Typical symptoms include chest tightness, shortness of breath, coughing, and wheezing.  The symptoms can be brought on by certain exposures (irritants, allergens, exercise), or they can be persistent.
 

 


2. How is Asthma diagnosed?
The diagnosis is best done by a visit to the doctor.  The diagnosis is based on typical symptoms, the patient’s medical and family history, physical exam, and often with breathing tests.
 

 


3. What causes Asthma?
We know that allergies (mostly to things in the air like pollens and dust mites) contribute to the asthma of many children and young to middle-ages adults.  But there are many people who have asthma and no allergies at all. Although we are not sure of all the fundamental causes of asthma, we believe that both environmental and genetic factors play a role in the inflammation of the airways typical of asthma.
 

 


4. Is asthma a serious disease?
Yes, it can be. Asthma is unique because the intensity of disease varies widely.  Asthma can be merely an inconvenience in one person, and it can be a potentially life-threatening disease in another.  A given individual my fall anywhere between these two points.  Also, an asthmatic may move up or down this scale during the course of a lifetime – lucky patients going into remission as they age.  The overwhelming majority of asthmatics can be treated effectively with medications (as well as anti-allergy measures) with minimal, if any side effects.
 

 


5. What different kinds of asthma medications are used?

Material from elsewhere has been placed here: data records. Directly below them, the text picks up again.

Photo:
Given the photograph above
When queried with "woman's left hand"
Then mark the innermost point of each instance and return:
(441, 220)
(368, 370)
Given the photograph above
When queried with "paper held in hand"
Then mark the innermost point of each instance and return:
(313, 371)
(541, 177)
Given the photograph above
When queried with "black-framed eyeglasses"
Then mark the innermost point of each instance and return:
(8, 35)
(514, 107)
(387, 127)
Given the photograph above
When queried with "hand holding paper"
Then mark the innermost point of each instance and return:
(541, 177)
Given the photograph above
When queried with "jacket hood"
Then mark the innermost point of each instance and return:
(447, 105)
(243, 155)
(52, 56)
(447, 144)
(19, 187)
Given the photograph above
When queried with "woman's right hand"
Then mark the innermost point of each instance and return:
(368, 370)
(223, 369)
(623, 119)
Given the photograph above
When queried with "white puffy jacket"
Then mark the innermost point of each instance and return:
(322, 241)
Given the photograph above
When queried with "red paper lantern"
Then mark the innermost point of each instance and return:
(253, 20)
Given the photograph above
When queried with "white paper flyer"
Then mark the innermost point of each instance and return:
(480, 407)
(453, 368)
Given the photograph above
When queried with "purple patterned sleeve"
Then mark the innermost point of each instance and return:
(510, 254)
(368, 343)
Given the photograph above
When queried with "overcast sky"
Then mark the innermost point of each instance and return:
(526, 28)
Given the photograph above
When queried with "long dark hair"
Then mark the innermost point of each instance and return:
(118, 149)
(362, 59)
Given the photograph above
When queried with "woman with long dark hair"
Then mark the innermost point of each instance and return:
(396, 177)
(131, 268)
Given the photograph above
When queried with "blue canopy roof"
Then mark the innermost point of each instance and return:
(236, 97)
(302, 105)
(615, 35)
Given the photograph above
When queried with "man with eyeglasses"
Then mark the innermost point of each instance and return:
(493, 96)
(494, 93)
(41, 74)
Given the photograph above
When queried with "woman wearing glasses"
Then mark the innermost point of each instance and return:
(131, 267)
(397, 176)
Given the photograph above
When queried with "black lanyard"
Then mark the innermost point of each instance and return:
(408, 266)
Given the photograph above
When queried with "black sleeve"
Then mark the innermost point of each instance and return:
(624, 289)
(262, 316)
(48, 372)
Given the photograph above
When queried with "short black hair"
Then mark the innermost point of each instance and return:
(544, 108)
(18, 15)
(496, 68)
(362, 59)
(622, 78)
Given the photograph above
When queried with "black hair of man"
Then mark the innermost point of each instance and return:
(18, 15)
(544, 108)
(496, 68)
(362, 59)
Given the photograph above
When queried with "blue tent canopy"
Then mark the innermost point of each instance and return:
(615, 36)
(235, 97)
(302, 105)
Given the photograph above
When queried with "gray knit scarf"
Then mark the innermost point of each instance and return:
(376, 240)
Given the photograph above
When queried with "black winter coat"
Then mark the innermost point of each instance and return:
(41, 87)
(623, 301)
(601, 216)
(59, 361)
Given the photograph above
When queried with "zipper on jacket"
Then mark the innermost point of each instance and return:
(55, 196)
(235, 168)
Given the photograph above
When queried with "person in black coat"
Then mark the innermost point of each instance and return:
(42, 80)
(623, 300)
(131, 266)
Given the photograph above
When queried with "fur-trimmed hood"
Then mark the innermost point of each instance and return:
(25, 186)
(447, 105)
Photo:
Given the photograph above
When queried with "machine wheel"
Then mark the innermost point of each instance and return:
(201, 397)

There are many different types and brands of asthma drugs on the market.  We believe it is helpful to classify the drugs to help understand how they are used.  The two main types are bronchodilators and anti-inflammatory medications (steriods/cortisone-type medications and cromolyn-type medications).  Two other types of medications- Leukotriene modifiers (e.g., Accolate and Zyflo) and phosphodiesterase inhibitors (e.g. theophylline) – are difficult to classify since they seem to have properties of both bronchodilators and anti-inflammatory medications.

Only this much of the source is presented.